Sunday, September 11, 2011

Slaughter House Five (Pg. 1-22) By Kurt Vonnegut

The book is written in first person perspective through the eyes of Kurt Vonnegut a Second World War veteran. The author seeks to write a book on the bombing of the little town of Dresden. It takes place after the war, with the main Vonnegut seeking information for his unwritten book. He is now a married man with two daughters and calls himself an “old fart”. He is now addicted on doing late calls to operators to find pieces of his memory. To research on his book he finds a old friend from war, Bernard V. O’Hare. With his daughters he goes to visit in Pennsylvania. They have a good chat about war when Vonnegut comes to realize he has no good memory of war. Then he has a good chat his friend wife, Marry O’Hare, which he dedicates his book to. In his chat he comes up with a title and a purpose for his book:  “The Children’s Crusade”.

 The style Vonnegut uses is quite realistic and appealing.
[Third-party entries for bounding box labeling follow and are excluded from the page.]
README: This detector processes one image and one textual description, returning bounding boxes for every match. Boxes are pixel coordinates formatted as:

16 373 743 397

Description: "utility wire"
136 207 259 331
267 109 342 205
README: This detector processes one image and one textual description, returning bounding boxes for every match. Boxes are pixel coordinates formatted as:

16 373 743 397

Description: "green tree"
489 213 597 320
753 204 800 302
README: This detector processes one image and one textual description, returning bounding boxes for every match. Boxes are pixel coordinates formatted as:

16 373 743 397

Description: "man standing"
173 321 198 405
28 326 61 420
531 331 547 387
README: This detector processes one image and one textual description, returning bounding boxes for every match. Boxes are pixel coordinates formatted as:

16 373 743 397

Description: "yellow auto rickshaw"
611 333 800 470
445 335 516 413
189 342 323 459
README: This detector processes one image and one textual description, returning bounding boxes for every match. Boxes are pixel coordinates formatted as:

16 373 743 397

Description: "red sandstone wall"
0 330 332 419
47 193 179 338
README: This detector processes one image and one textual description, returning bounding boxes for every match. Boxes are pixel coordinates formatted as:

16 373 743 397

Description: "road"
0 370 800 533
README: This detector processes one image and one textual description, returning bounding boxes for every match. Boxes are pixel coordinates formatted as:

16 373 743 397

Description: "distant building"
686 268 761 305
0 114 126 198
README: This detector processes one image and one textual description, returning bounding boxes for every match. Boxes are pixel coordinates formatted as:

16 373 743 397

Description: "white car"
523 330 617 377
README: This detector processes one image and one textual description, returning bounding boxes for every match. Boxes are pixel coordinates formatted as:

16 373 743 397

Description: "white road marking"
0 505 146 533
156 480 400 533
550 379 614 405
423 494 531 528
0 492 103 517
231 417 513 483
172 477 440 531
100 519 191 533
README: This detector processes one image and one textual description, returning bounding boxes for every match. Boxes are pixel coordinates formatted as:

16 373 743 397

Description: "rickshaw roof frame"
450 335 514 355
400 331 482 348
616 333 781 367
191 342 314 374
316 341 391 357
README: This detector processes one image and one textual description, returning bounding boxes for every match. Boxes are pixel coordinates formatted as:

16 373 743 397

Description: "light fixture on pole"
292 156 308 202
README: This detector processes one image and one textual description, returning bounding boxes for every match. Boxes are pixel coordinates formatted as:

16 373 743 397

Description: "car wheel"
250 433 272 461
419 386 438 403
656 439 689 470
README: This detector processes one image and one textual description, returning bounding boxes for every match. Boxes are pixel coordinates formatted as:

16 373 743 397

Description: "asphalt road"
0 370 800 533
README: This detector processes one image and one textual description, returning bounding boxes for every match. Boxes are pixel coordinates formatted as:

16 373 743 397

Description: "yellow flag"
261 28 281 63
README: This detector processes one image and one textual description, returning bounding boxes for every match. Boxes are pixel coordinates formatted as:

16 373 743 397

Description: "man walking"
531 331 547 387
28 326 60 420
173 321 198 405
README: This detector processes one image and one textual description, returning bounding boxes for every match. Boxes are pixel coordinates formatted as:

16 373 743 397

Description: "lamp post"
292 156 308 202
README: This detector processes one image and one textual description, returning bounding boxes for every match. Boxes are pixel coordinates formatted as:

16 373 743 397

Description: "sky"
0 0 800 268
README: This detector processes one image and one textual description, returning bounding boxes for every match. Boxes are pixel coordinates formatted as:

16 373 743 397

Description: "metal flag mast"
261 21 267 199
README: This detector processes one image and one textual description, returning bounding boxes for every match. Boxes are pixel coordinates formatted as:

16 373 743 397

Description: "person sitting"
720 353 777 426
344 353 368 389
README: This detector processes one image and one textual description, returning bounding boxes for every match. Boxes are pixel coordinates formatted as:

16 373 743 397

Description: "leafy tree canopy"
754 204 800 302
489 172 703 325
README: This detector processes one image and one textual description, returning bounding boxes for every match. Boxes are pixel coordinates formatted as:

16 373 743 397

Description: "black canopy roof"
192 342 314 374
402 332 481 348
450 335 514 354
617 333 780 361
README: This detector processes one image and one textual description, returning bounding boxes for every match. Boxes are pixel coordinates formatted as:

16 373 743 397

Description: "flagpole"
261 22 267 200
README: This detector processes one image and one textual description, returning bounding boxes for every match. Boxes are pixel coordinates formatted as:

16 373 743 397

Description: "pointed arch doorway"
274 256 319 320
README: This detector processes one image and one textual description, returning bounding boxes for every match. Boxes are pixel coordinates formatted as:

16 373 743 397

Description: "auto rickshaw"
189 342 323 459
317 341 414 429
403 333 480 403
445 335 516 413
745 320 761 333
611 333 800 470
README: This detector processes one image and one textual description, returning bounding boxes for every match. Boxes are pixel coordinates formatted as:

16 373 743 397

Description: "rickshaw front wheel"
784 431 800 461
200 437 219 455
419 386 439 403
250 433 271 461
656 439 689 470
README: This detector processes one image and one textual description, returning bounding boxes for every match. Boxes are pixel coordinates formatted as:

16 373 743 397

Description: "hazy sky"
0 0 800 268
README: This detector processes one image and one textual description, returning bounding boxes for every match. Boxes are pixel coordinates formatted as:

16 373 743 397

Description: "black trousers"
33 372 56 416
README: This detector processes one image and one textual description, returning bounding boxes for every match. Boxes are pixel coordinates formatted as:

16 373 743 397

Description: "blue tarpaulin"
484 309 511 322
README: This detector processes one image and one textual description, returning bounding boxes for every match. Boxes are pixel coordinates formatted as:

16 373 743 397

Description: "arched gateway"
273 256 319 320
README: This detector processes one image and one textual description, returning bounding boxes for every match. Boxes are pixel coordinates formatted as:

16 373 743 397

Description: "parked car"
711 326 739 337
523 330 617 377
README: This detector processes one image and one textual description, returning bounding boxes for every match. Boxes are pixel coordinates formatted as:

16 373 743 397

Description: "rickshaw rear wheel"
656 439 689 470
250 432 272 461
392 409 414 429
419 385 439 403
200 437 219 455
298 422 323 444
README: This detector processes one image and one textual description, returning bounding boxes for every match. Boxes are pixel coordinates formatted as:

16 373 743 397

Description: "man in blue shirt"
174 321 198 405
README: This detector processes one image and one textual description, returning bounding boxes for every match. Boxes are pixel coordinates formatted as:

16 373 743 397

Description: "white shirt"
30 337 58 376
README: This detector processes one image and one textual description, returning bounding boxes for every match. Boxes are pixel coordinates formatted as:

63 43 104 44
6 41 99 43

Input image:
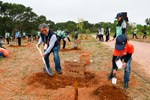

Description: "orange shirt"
0 48 8 57
113 42 134 56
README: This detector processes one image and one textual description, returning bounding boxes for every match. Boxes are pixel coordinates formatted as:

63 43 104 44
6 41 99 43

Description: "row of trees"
0 1 150 35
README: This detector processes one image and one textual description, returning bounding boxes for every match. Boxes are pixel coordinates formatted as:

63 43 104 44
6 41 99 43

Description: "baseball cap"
115 34 127 50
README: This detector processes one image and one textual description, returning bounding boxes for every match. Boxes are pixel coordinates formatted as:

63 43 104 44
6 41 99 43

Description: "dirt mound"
93 85 129 100
60 48 81 52
26 72 98 89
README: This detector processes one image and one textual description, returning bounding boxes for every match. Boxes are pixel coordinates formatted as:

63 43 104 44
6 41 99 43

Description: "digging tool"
36 45 52 76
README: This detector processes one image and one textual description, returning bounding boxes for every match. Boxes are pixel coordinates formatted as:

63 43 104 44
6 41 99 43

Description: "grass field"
0 35 150 100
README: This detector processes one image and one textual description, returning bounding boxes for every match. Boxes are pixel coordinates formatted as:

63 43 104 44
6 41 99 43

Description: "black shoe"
124 82 129 89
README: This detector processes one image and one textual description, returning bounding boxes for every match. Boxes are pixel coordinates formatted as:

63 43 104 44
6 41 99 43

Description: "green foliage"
0 1 150 36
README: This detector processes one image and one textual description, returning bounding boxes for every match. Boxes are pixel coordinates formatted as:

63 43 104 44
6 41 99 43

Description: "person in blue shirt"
38 23 62 76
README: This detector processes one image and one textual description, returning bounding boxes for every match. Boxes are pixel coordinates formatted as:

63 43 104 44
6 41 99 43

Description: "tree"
145 18 150 25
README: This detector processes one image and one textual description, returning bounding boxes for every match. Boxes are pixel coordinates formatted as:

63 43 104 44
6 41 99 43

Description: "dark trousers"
63 40 66 49
18 37 21 46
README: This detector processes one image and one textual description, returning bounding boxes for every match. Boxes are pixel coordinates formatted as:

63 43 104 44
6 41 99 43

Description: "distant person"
105 27 110 42
15 30 21 46
132 28 137 39
0 35 4 47
0 47 8 57
142 30 147 39
23 32 26 38
37 31 41 39
108 34 134 89
32 33 36 40
38 23 62 76
114 12 128 39
61 31 71 49
74 31 79 40
27 33 31 42
98 28 104 41
5 32 10 44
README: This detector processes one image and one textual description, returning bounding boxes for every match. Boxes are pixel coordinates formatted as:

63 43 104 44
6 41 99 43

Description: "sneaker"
43 68 54 76
43 68 47 73
124 82 129 89
57 70 62 74
107 74 114 80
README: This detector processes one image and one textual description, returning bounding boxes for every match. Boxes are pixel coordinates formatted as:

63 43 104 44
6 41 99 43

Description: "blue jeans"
0 52 5 57
124 58 132 83
44 45 61 72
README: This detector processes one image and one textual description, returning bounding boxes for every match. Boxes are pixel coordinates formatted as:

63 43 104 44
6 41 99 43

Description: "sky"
1 0 150 25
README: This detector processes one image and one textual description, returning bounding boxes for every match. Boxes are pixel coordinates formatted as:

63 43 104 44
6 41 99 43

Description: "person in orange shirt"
0 47 8 57
108 34 134 89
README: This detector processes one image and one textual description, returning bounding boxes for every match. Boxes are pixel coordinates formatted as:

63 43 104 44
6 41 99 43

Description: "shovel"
36 45 52 76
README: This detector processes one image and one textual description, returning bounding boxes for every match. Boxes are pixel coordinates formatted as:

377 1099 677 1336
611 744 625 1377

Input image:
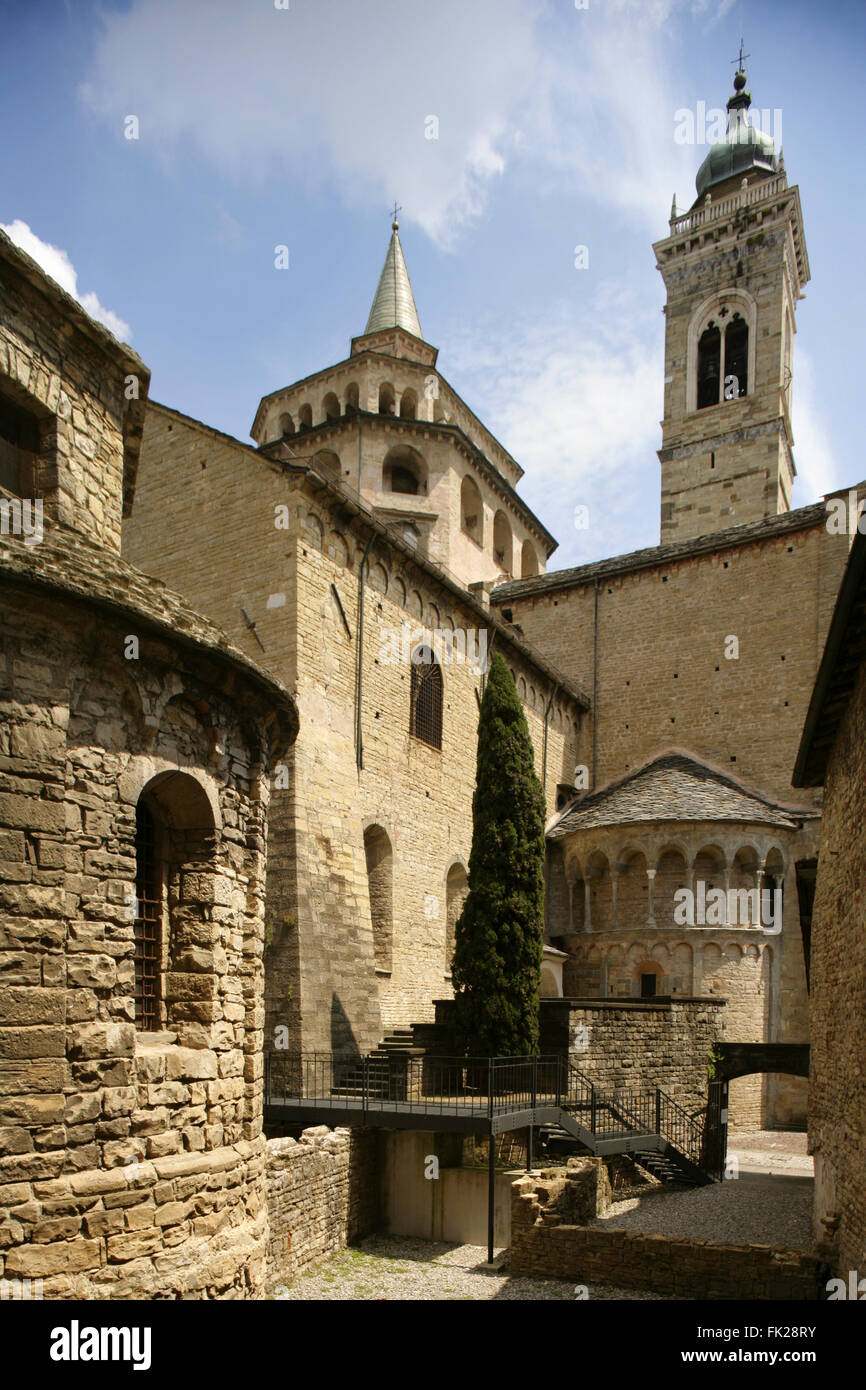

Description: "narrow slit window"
724 314 749 400
135 802 163 1031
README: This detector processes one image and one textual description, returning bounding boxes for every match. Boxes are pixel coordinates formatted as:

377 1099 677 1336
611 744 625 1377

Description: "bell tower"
653 56 809 543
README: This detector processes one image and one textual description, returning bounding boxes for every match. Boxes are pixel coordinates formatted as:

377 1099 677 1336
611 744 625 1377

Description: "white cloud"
791 348 851 507
81 0 705 246
448 285 662 569
0 218 132 342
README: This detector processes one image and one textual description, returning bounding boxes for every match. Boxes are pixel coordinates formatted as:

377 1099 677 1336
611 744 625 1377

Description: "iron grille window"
135 802 163 1031
409 646 442 748
698 322 721 410
724 314 749 400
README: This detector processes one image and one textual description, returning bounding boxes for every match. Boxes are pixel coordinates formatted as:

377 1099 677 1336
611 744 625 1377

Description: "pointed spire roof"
364 217 423 338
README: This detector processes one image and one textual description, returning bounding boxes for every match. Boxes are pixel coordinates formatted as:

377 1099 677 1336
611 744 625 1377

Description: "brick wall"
124 407 585 1051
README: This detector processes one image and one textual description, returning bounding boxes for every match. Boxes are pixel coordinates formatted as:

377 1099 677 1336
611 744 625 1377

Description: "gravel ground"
272 1236 666 1302
272 1130 812 1302
592 1130 812 1250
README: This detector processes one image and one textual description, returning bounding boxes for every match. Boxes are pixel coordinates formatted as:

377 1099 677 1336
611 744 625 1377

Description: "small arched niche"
382 445 427 496
364 826 393 970
493 510 514 574
460 473 484 545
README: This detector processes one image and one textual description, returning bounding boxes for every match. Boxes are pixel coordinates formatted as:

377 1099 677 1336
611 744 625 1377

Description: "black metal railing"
265 1052 563 1115
264 1052 723 1177
563 1066 721 1177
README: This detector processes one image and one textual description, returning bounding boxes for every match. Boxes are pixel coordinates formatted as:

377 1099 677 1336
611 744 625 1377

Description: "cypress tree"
452 652 545 1056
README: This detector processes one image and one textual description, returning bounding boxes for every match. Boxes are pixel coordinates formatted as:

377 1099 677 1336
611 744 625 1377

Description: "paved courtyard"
278 1236 659 1302
272 1130 812 1302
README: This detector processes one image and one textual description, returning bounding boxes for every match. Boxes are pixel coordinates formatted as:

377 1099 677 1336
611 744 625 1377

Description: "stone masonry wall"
124 407 585 1051
0 581 287 1298
809 666 866 1275
265 1125 382 1291
541 999 726 1113
502 509 849 1125
509 1177 820 1300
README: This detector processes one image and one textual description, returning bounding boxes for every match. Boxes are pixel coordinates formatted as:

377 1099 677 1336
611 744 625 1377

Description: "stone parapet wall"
509 1175 820 1300
264 1125 381 1290
541 999 726 1112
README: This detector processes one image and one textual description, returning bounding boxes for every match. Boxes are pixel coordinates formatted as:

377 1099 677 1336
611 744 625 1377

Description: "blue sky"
0 0 866 567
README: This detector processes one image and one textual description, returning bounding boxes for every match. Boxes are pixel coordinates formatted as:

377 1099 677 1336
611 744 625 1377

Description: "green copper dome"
695 72 778 197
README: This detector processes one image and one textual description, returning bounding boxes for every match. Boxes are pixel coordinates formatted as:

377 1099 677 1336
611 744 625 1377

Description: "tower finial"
731 39 752 90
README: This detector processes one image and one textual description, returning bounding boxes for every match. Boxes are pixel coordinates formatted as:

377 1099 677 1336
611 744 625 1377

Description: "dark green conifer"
452 652 545 1056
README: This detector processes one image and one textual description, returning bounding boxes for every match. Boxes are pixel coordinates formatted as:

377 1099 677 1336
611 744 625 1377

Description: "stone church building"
0 51 866 1297
124 62 848 1126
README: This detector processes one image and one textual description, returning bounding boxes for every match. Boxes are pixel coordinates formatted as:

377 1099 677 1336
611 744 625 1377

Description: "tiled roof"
548 752 817 840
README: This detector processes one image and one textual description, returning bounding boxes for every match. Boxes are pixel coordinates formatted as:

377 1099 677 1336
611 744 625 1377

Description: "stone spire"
364 207 423 338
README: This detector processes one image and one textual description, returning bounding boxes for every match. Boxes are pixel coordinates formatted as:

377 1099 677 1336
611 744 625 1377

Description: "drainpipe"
592 578 598 791
354 531 375 773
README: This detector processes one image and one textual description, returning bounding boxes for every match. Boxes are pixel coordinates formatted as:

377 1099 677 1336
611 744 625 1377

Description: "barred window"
698 320 721 410
409 646 442 748
135 801 163 1031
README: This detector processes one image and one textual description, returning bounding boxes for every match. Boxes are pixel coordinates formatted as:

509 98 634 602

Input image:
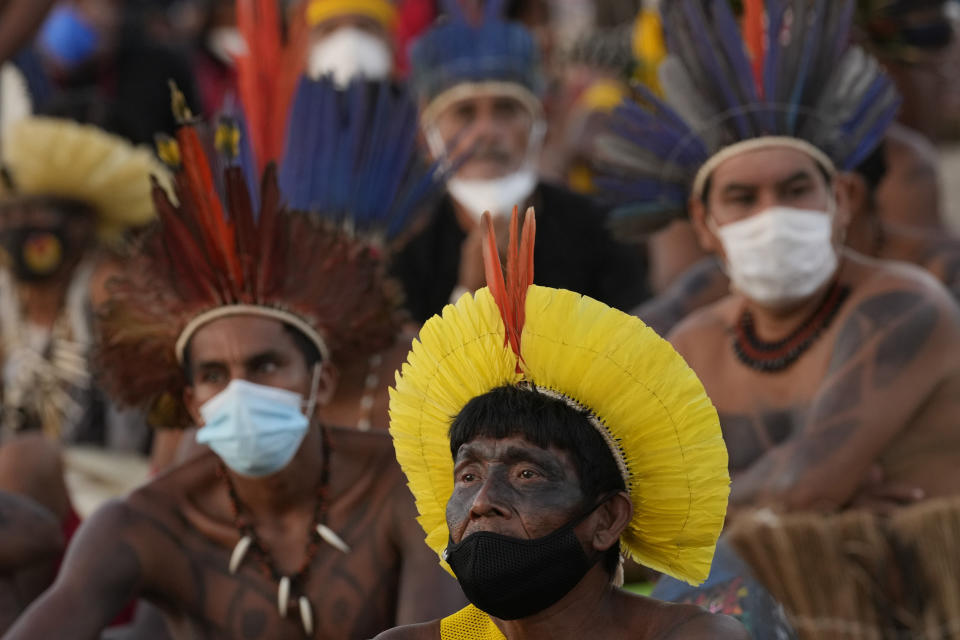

You can feel what the character has been through in the words. War has come to define the writing. Although I haven’t been at war I can definitely relate. Our author has, as many characters in both movies and history been impacted greatly by his experiences at war. We can take for example Saving Private Ryan. Matt Damon’s character relives his experiences in WW2. The director (Spielberg) shows us the importance of brotherhood and the brutality in war. Matt Damon’s character is in the movie an old man remembering the other soldiers that gave their lives for his rescue. As Vonnegut, director Steven Spielberg portrays the effects of such small yet impacting experiences. Although both Kurt Vonnegut and Private Ryan (Damon’s character) have tried to live on, they can’t. The memories of war don’t let them, they are indeed changed men.